Besonders gut hat mir die Funktion für automatisches Parken gefallen. Kein Alleinstellungsmerkmal und dank 360-Grad-Kamera schafft ihr es auch alleine in jede passende Lücke. Trotzdem ein praktisches Feature, das vielen Fahrern Stress ersparen dürfte. Ihr kommt in eine passende Lücke immer rein, wenn Nio das Steuer übernimmt. Dabei sind die Endpositionen aber unterschiedlich gut, sodass ihr auch nochmal nachjustieren solltet.

Das sind nur einige wenige Beispiele, die kaum zeigen, was Nios E-Autos auf dem Kasten haben. Die Tiefen der Software und was damit bei Nio alles möglich ist, könnt ihr in nur zwei Wochen kaum ausschöpfen:App zur Automatisierung von Fahrzeugfunktionen im Nio EL6Ein kleiner Einblick, wie ihr euch den Nio EL6 personalisieren könnt.

Für mich steht fest: Mit der Software führt Nio die alteingesessenen Autobauer vor. Es heißt schon seit langem, dass gerade chinesische E-Autos zu Smartphones auf Rädern werden. Doch erst mit dem EL6 habe ich wirklich erlebt, was das bedeutet – und es ist absolut kein Minuspunkt, wie es oft aus der Verbrenner-Fanecke zu hören ist.

Vom Sprachassisten Nomi über Feintuning und Personalisierungsfunktionen, die weit über gespeicherte Sitzpositionen für unterschiedliche Fahrer hinausgehen, bis zu den programmierbaren Automatisierungen – Nio zeigt, was es bedeutet, wenn das Auto zum fahrenden Computer wird und ihr ihn steuert.

Diese Abstriche macht ihr bei Nio – noch

Der EL6 ist Nios Einsteiger-SUV und kommt trotzdem zu einem stolzen Preis: 53.500 Euro in der Basis werden fällig – und das ist nur das Auto, ohne Batterie. Die kostet 169 Euro (Standard-Batterie mit 75 kWh Kapazität, 406 km WLTP-Reichweite) oder sogar 289 Euro (Long Range, 100 kWh Kapazität, 529 km) pro Monat, wenn ihr euch für die Mietoption entscheidet.
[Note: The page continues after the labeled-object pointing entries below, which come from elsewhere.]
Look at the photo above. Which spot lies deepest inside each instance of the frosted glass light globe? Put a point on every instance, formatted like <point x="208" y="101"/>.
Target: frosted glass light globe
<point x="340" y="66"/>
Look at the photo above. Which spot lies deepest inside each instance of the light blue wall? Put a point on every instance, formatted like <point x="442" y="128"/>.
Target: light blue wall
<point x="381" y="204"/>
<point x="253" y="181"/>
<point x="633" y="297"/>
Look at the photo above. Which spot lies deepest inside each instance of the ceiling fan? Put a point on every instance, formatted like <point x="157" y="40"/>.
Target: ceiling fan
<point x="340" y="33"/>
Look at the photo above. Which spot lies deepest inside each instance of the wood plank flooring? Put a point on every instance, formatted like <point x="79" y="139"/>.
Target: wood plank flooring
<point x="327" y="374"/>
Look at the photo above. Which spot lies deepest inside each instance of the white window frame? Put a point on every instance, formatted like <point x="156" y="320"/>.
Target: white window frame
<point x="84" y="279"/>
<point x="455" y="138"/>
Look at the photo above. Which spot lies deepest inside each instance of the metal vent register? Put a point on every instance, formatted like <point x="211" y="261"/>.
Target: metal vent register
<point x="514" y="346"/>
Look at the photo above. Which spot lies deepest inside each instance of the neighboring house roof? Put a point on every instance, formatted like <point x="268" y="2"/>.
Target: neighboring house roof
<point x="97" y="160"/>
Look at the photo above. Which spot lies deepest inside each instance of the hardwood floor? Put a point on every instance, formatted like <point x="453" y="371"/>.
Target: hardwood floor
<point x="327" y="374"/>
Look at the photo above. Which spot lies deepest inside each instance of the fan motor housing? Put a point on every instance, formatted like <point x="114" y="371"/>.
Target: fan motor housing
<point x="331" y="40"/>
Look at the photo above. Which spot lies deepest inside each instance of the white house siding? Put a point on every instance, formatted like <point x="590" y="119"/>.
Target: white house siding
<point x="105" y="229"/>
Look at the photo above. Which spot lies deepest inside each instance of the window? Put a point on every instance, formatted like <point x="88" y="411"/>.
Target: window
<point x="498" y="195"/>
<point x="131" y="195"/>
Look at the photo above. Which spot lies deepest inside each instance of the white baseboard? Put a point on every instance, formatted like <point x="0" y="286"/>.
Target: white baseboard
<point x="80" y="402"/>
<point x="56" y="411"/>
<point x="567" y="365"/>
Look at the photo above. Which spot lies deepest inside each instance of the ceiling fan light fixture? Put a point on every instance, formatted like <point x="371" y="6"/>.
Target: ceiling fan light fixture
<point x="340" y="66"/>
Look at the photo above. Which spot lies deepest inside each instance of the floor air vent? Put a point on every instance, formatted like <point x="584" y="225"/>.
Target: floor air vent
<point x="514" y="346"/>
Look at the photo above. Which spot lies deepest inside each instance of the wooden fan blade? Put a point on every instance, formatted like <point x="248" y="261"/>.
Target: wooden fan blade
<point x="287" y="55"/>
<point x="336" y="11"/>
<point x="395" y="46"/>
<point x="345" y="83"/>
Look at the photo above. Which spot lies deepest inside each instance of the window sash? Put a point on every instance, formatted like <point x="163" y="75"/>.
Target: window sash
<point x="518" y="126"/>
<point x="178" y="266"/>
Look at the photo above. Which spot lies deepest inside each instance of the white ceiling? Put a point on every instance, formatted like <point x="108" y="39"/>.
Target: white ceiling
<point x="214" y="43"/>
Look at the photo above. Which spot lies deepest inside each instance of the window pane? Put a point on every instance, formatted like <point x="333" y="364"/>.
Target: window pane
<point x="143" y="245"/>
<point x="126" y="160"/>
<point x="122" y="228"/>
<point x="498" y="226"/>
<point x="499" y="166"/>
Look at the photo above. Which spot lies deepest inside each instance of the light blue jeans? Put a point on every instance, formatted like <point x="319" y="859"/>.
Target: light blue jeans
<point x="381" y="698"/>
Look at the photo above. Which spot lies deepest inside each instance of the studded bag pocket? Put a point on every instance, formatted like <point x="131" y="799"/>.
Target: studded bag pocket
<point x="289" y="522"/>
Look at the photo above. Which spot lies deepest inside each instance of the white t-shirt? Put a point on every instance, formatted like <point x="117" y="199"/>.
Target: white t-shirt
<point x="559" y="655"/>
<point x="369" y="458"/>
Wollt ihr die Batterie kaufen – und damit auf die Wechselmöglichkeit verzichten –, werden nochmal 12.000 oder sogar 21.000 Euro mehr fällig. Für maximale Reichweite und Batteriekauf kommen also schon 74.500 Euro zusammen – reichlich happig für den Einstieg ins Nio-Sortiment.

Nio selbst sieht sich als Konkurrent für Kunden, die sich sonst bei BMW oder Mercedes wohl fühlen – in vielerlei Hinsicht zurecht. Gerade den höherpreisigen Modellen von Nio traue ich da viel zu. Beim EL6 allerdings merkt man hier und da, dass gespart wird. So knarzte es etwa beim Bremsen von der Hinterbank aus – woher genau das Geräusch kam, konnte ich nicht feststellen.

Den linken Fuß legt ihr als Fahrer auf einer Kunststofffläche ab, bei der in meinem Fall klar zu spüren war, dass die Plastikverkleidung nur aufliegt, nicht verklebt ist und schon gar nicht metallen. Ehrlich gesagt: Für mich ist das absolut kein Hinderungsgrund, Nio den Daumen hoch zu geben. Aber Mercedes- und BMW-Kunden, die Nio ansprechen will, sind für die Preise anderes gewohnt.